Dans un refuge de Kharkiv, Zinaïda Guyrenko résume sa conception du bonheur : ne pas mourir de faim, avoir de quoi se vêtir. À plus de 80 ans, cette ancienne employée des chemins de fer a vu son existence basculer avec l’invasion russe. Évacuée de son village près de Koupiansk, zone régulièrement pilonnée, elle évoque avec confusion les bombardements qu’elle a subis. « Tout s’effondrait autour de moi. Quand j’ai rouvert les yeux, j’étais encore là, comme par miracle », murmure-t-elle, les larmes aux yeux.
Comme elle, des milliers de seniors ukrainiens paient un lourd tribut à la guerre. Selon l’ONU, près de la moitié des civils tués près des lignes de front en 2024 avaient plus de 60 ans. Beaucoup, attachés à leur terre ou incapables de fuir, ont choisi de rester dans des zones dangereuses. D’autres, évacués de force, se retrouvent dans des structures saturées, comme le centre Velyka Rodyna, fondé à Kharkiv dès les premiers mois du conflit.
Olga Kleïtman, architecte devenue gestionnaire du refuge, dénonce le manque de soutien des autorités. « Ces gens ont travaillé toute leur vie. Ils méritent une fin de vie digne », insiste-t-elle.

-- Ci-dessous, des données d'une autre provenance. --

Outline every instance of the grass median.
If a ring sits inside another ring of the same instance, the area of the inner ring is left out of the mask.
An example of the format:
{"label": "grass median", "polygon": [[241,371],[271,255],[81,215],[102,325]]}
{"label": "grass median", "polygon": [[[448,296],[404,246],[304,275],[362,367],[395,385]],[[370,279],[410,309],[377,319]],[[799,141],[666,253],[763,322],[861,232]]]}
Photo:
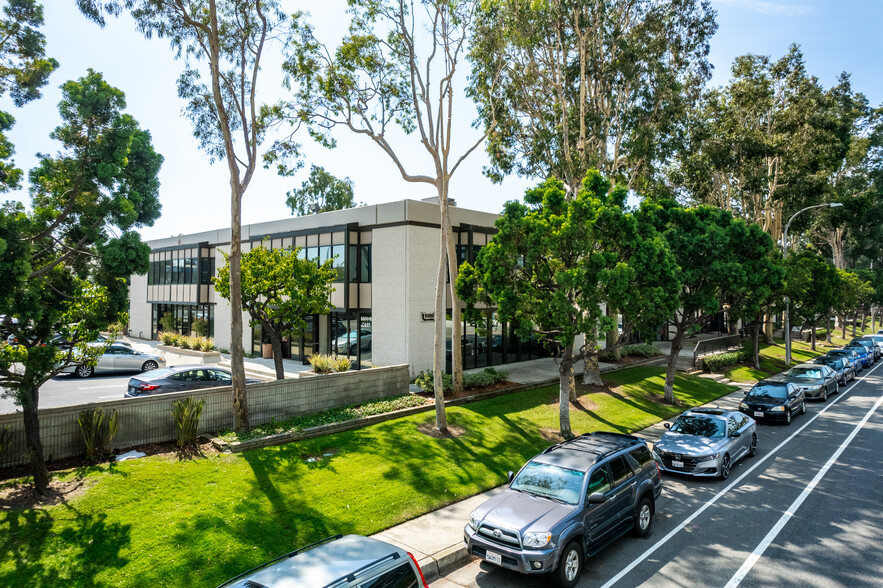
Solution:
{"label": "grass median", "polygon": [[[634,432],[683,410],[659,402],[663,368],[604,379],[608,391],[571,407],[575,432]],[[733,389],[675,380],[684,406]],[[336,533],[378,532],[503,483],[550,444],[557,396],[546,387],[450,407],[458,434],[441,439],[420,431],[428,412],[242,454],[67,472],[80,496],[0,511],[0,585],[214,586]]]}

Son établissement, qui héberge 60 résidents, survit grâce à la générosité de donateurs privés. Parmi eux, Serguiï Ioukovsky, amputé des deux jambes, a perdu son frère dans une attaque. « Je ne sais même pas où il repose », confie-t-il, avant d’ajouter, rageur : « Mais l’Ukraine tiendra bon. »
Les histoires se succèdent, toutes marquées par la violence et l’exil. Iouriï Miagky, 84 ans, originaire du quartier martyre de Saltivka, erre dans ses souvenirs, demandant si son pays « a été divisé ». Olga Zolotareva, ancienne aidante pour handicapés, montre avec amertume la cicatrice qui lui barre la jambe, blessée par un éclat d’obus. « Je veux juste remarcher un jour », soupire-t-elle.
Dans ces murs, la guerre a volé bien plus que des foyers : elle a dérobé la sérénité de ceux qui, après une vie de labeur, espéraient des jours paisibles. Malgré tout, des lueurs d’espoir persistent. Olga Zolotareva glisse, dans un sourire timide, qu’elle rêve encore de « l’odeur d’un homme ». Une humanité fragile, mais tenace, au milieu des ruines.